# Thread: Probability with a dice

1. ## Probability with a dice

I throw a dice 6 times. What are the odds of getting higher than 4 on at least 5 throws?

Can I write this as: $\displaystyle \left(\frac{2}{6}\right)^5+\frac{2}{6}$ ?

In other words..The odds of getting a 5 or 6, 5 times in a row..Plus the probability of getting it in the 6th throw?

2. ## Re: Probability with a dice

So getting higher than 4 on 5 or 6 throws? Yes, the probability of getting 5 or 6 on one through is 2/6= 1/3 so the probability of throwing 5 or 6 6 consecutive times is $\displaystyle (1/3)^6$. The probabilty of get 5 or 6 exactly 5 times is $\displaystyle 6(1/3)^5(2/3)$. The probabilty of either of those happening is the sum, $\displaystyle (1/3)^6+ 6(1/3)^5$.

Notice the "6" in that? That is because there are 6 different orders: YYYYYN, YYYYNY, YYYNYY, YYNYYY, YNYYYY, and NYYYY where "Y" means a 5 or 6 and "N" means not a 5 or 6.

(And, by the way, the word "dices" is a verb meaning "cuts something into small cubes". The word you want is "dice" which is itself the plural of the word "die".)

3. ## Re: Probability with a dice

Hi:

You want to use the binomial distribution for this problem. Are you familiar with that distribution?

Howard Heller
InteractiveMathTutor.com

4. ## Re: Probability with a dice

Originally Posted by Paze
I throw a dice 6 times. What are the odds of getting higher than 4 on at least 5 throws?
Can I write this as: $\displaystyle \left(\frac{2}{6}\right)^5+\frac{2}{6}$ ?
In other words..The odds of getting a 5 or 6, 5 times in a row..Plus the probability of getting it in the 6th throw?
I think that there is a language(translation) difficulty here.

First I do not like the word odds and never use it. So I change it to probability.

Thus "What are the probability of getting higher than 4 on at least 5 throws?"
That means "getting a five or six at least five times out of six throws".
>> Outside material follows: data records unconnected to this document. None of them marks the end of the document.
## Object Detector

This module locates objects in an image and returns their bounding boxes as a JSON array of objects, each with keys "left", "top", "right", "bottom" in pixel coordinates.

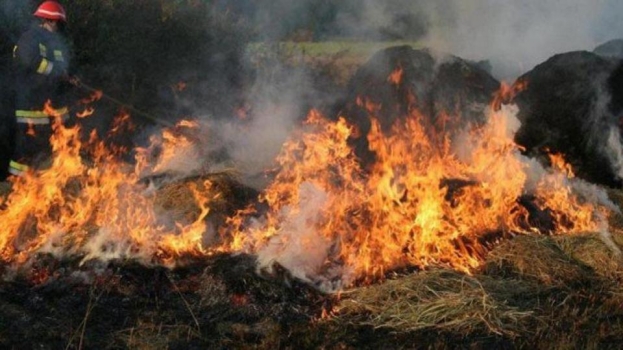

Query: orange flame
[
  {"left": 230, "top": 98, "right": 603, "bottom": 288},
  {"left": 0, "top": 83, "right": 606, "bottom": 290}
]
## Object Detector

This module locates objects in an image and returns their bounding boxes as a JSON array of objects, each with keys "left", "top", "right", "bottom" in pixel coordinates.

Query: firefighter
[{"left": 9, "top": 1, "right": 77, "bottom": 176}]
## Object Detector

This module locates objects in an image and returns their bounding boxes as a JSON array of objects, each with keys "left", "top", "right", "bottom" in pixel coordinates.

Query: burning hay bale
[
  {"left": 154, "top": 172, "right": 259, "bottom": 227},
  {"left": 339, "top": 46, "right": 500, "bottom": 164},
  {"left": 593, "top": 39, "right": 623, "bottom": 58},
  {"left": 514, "top": 51, "right": 623, "bottom": 186}
]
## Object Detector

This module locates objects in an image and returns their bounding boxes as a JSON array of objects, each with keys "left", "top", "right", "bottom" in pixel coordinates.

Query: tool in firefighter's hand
[{"left": 73, "top": 76, "right": 174, "bottom": 127}]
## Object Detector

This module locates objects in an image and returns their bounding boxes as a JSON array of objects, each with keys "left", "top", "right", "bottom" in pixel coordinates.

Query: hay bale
[
  {"left": 154, "top": 172, "right": 258, "bottom": 224},
  {"left": 514, "top": 51, "right": 623, "bottom": 187},
  {"left": 483, "top": 235, "right": 595, "bottom": 287},
  {"left": 336, "top": 46, "right": 500, "bottom": 167}
]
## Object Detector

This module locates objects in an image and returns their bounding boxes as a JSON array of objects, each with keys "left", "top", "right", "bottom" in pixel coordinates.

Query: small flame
[{"left": 387, "top": 65, "right": 403, "bottom": 86}]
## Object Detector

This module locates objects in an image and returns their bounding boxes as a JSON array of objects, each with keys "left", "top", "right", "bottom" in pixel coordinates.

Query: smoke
[{"left": 416, "top": 0, "right": 623, "bottom": 79}]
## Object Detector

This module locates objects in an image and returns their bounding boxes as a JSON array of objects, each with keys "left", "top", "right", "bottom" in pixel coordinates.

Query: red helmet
[{"left": 33, "top": 1, "right": 67, "bottom": 22}]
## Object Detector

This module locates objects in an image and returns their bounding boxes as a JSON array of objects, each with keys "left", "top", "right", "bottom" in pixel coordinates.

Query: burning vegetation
[{"left": 0, "top": 37, "right": 623, "bottom": 348}]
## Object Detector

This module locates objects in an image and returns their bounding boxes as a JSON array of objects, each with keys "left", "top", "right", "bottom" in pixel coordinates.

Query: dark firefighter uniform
[{"left": 9, "top": 26, "right": 69, "bottom": 175}]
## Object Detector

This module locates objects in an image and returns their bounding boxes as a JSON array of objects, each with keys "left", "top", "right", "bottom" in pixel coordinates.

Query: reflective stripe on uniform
[
  {"left": 17, "top": 117, "right": 50, "bottom": 125},
  {"left": 37, "top": 58, "right": 54, "bottom": 75},
  {"left": 9, "top": 160, "right": 29, "bottom": 176}
]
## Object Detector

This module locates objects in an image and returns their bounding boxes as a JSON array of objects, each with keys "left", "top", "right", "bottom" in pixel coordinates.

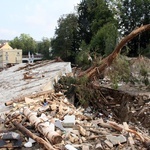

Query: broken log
[
  {"left": 12, "top": 121, "right": 56, "bottom": 150},
  {"left": 23, "top": 108, "right": 62, "bottom": 144},
  {"left": 78, "top": 24, "right": 150, "bottom": 79},
  {"left": 5, "top": 90, "right": 53, "bottom": 106}
]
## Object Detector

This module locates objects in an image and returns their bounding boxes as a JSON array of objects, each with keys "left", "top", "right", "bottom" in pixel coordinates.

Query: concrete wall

If you agree that is what it means, then the answer is:
$\displaystyle \binom{6}{5}\left( {\frac{2}{6}} \right)^5}\left( {\frac{4}{6}} \right) + {\left( {\frac{2}{6}} \right)^6$

5. ## Re: Probability with a dice

That is correct now.

Howard Heller
InteractiveMathTutor.com

6. ## Re: Probability with a dice

Originally Posted by IMTinstructor
That is correct now.

Howard Heller
InteractiveMathTutor.com
Someone of your low IQ would not know if that is correct or not.
Anyone stupid enough to fall for you scam deserves the outcome.
I can find no entry for you at MathGenealogy Project

So what equips you to tutor?

7. ## Re: Probability with a dice

Math major, math expert, actuarial science major, MBA

8. ## Re: Probability with a dice

Originally Posted by IMTinstructor
Math major, math expert, actuarial science major, MBA
Oh my goodness. Do you really think that has anything to do with mathematics?
What does "Math major" mean? "actuarial science major" has very little to do with mathematics.

I live in a state in which it is illegal to call oneself a "blank" if one does not have a PhD in "blank".
I can thank my brother for that, "educational psychologist is not a psychologist".

Do you have a PhD?

9. ## Re: Probability with a dice

Thanks guys. This helped me understand my problem! On to the next...

10. ## Re: Probability with a dice

Originally Posted by Plato
I think that there is a language(translation) difficulty here.

First I do not like the word odds and never use it. So I change it to probability.

Thus "What are the probability of getting higher than 4 on at least 5 throws?"
That means "getting a five or six at least five times out of six throws".

If you agree that is what it means, then the answer is:
$\displaystyle \binom{6}{5}\left( {\frac{2}{6}} \right)^5}\left( {\frac{4}{6}} \right) + {\left( {\frac{2}{6}} \right)^6$
Or wait, hold on. Your answers differs from Halls's answer, doesn't it? I got the same answer as HallsOfIvy. Where does the 4/6 come from?